La sécheresse a particulièrement impacté les cultures agricoles dans plusieurs parties du pays, telles que dans la région de Zinder au sud du Niger. ©Johanna de Tessières / Caritas International

23/09/2022

L’insécurité alimentaire est revenue à l’agenda politique et médiatique en 2022. Au Niger, comme ailleurs, ce défi se retrouve au centre de l’adaptation climatique, où trois pistes de solutions se dessinent : investir dans la prévention des risques climatiques, transformer les systèmes alimentaires et intégrer la mobilité humaine dans le cadre des politiques.

En 2022, les habitant-e-s du Niger et du Sahel traversent leur pire période d’insécurité alimentaire depuis des décennies. Cette hausse de l’insécurité alimentaire trouve son origine dans les systèmes alimentaires défaillants face à une multitude de crises connexes. Mais les réponses continuent d’être focalisées sur l’aide d’urgence ‘réactive’, plutôt que des engagements vers des stratégies à long-terme.

Des systèmes alimentaires de plus en plus fragilisés

Plus de 80% des populations du Niger et du Sahel dépendent de l’agriculture et de l’élevage pour survivre, mais ces moyens d’existence se retrouvent particulièrement fragilisés face aux dérèglements environnementaux, sociétaux et économiques.

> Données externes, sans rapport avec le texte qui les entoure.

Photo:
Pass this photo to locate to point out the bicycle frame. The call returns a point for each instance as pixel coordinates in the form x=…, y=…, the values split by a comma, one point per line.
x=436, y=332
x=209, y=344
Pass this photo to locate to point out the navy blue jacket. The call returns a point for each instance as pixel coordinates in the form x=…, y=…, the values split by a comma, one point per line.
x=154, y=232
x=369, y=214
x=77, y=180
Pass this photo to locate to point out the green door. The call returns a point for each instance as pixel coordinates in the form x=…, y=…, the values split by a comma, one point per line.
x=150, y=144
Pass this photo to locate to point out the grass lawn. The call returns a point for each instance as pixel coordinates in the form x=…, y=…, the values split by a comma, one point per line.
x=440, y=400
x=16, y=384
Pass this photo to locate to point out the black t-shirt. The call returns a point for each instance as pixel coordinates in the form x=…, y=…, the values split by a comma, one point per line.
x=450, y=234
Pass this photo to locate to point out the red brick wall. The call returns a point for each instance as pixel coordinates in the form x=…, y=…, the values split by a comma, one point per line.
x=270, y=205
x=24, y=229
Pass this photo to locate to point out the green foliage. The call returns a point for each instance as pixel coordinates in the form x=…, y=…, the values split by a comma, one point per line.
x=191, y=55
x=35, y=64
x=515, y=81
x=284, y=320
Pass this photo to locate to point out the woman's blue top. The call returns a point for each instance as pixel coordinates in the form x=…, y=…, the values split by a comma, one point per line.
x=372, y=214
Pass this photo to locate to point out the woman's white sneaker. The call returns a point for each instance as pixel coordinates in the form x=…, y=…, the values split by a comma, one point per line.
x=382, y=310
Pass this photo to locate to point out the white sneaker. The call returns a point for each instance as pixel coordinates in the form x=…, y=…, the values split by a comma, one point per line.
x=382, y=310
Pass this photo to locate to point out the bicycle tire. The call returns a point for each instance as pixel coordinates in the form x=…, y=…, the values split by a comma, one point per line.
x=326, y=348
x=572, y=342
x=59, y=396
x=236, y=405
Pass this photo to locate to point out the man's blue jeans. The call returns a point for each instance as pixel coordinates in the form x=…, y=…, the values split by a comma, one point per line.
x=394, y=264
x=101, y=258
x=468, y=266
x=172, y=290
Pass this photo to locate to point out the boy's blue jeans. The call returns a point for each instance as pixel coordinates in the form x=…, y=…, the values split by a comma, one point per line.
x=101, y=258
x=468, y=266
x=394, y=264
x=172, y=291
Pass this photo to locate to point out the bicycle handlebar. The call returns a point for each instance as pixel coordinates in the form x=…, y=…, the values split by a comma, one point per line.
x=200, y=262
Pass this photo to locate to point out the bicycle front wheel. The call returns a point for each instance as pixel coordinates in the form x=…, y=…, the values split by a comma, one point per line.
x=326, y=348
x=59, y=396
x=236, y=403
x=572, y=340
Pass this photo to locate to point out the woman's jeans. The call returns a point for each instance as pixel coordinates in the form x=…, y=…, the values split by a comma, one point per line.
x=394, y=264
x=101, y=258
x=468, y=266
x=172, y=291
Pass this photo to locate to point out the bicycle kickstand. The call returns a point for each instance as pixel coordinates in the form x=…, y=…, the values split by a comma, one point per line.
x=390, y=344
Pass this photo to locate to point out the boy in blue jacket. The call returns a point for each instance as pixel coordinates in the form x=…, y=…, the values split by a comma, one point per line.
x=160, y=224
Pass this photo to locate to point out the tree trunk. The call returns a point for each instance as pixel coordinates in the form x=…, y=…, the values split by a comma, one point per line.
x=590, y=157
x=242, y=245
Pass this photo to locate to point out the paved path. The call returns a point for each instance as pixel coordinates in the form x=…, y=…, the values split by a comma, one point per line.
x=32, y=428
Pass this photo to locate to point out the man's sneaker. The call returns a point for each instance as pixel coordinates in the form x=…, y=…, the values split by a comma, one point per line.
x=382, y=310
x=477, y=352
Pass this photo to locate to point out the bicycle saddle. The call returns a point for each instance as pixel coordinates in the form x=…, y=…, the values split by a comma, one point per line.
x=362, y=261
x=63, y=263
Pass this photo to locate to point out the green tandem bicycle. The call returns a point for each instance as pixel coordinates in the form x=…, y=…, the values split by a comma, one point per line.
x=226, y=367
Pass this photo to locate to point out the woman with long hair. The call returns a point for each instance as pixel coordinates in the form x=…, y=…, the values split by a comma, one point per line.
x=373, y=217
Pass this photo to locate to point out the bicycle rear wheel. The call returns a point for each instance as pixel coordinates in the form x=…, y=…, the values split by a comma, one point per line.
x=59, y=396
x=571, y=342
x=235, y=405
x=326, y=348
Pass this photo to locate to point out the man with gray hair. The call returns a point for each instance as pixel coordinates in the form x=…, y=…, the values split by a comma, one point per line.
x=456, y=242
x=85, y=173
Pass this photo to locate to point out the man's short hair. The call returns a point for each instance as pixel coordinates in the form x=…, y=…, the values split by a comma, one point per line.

Le Niger est considéré comme le pays le plus vulnérable, mais également un des moins préparés, face au changement climatique.[1] Cela se voit notamment par la désertification accentuée et la répartition de plus en plus irrégulière des pluies, provoquant des sécheresses prolongées et des inondations soudaines qui endommagent les cultures agricoles, causent la perte de bétail et détruisent les infrastructures.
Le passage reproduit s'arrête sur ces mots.